Make it very clear that you are an ally. Don't wait for us to start the conversation, because your silence speaks volumes. Let it be known if your office is a safe space. Host quarterly lab meetings that are focused on efforts the lab is making to become anti-racist and on current issues affecting diverse students. Critically think about the ways in which your research impacts minority and low-income communities. Call out your colleagues on their racism.

Educate yourself. Become aware of the systemic hurdles that every Black student has had to overcome to get to this point. Black Americans hold ~2% of the national wealth, which means less access to private schooling, tutors and prep programs. Standardized tests have been shown to be biased against minority students and those belonging to a lower socioeconomic status. Almost half of Black students enrolled in a postsecondary institution are first-generation college students, which means they may not know about as many scholarship or internship opportunities as their peers do. This isn’t even addressing the racial profiling, subpar medical care and over-policing that takes a physiological toll. Take these into consideration when considering graduate school applicants and hiring. Furthermore, actively encourage applicants from nationally funded diversity initiatives that uplift Black students in the biomedical sciences, such as Maximizing Access to Research Careers, and Diversity Specialized Predoctoral to Postdoctoral Advancement in Neuroscience.

Speak up for your Black trainees. Advocate for us when we’re not in the room. Nominate us for awards and speak highly of our efforts. Let us know about fellowships, travel grants and other opportunities that can help advance our careers. Teach us how academia works and the ‘unspoken’ etiquette in the field.

Use your position of power to be a champion for equality and racial justice. You do not have to belong to an underrepresented group to support the people in that group. Demand that your departments and schools hire diversity and inclusion experts to host implicit-bias workshops and cultural-competency trainings. When they do want to hear from the current Black student and faculty perspective, find ways to compensate them for this diversity work. But also recognize that the one Black student cannot speak for all Black people. Black experiences are not a monolith.

Ensure Black leaders in your field are invited to give research talks at conferences, symposia and departmental seminar series. Encourage everyone to attend, not just the underrepresented students, because perceptions and stereotypes can be changed all around.

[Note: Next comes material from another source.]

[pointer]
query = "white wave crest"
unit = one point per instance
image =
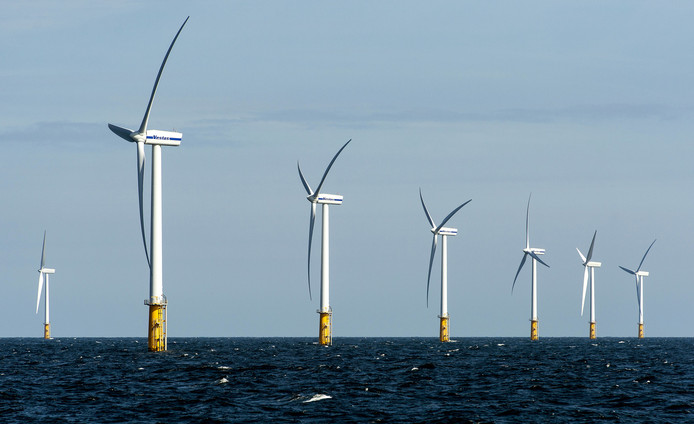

If you do not identify as the same gender, race or background as your trainee, help them find a mentor who does. My advisor and I have a mutual understanding of sexism in science. But as a white woman, she cannot fully understand how racism is compounded in my experience. One of the best things she did was to connect me with another Black neuroscientist and professor. Although he is across the country, I appreciate being able to discuss being a Black person in the field without explaining the underlying nuances of my experiences. Having both of them as mentors can help me navigate multiple intersections of my academic identity.

Recently, I and other neuroscientists worldwide created an initiative with the goals of celebrating Black excellence in neuro-related fields, building community and helping young Black scholars find mentors. At, we have an ever-expanding list of fellowships and other helpful resources, as well as profiles of Black people in these fields at all levels who are willing to serve as mentors. This is a valuable connection for your Black trainees.

This is not an exhaustive list of all the things you can do. But it is a start. As a Black woman in neuroscience, I can inspire Black students to see themselves in science. I can help guide them to overcome seemingly insurmountable obstacles. But I cannot do it alone. We need non-Black allies to support, encourage and help mentor Black students in the best ways possible. Everyone can do something to make a difference. But don’t just do it now when the world is watching — do it always.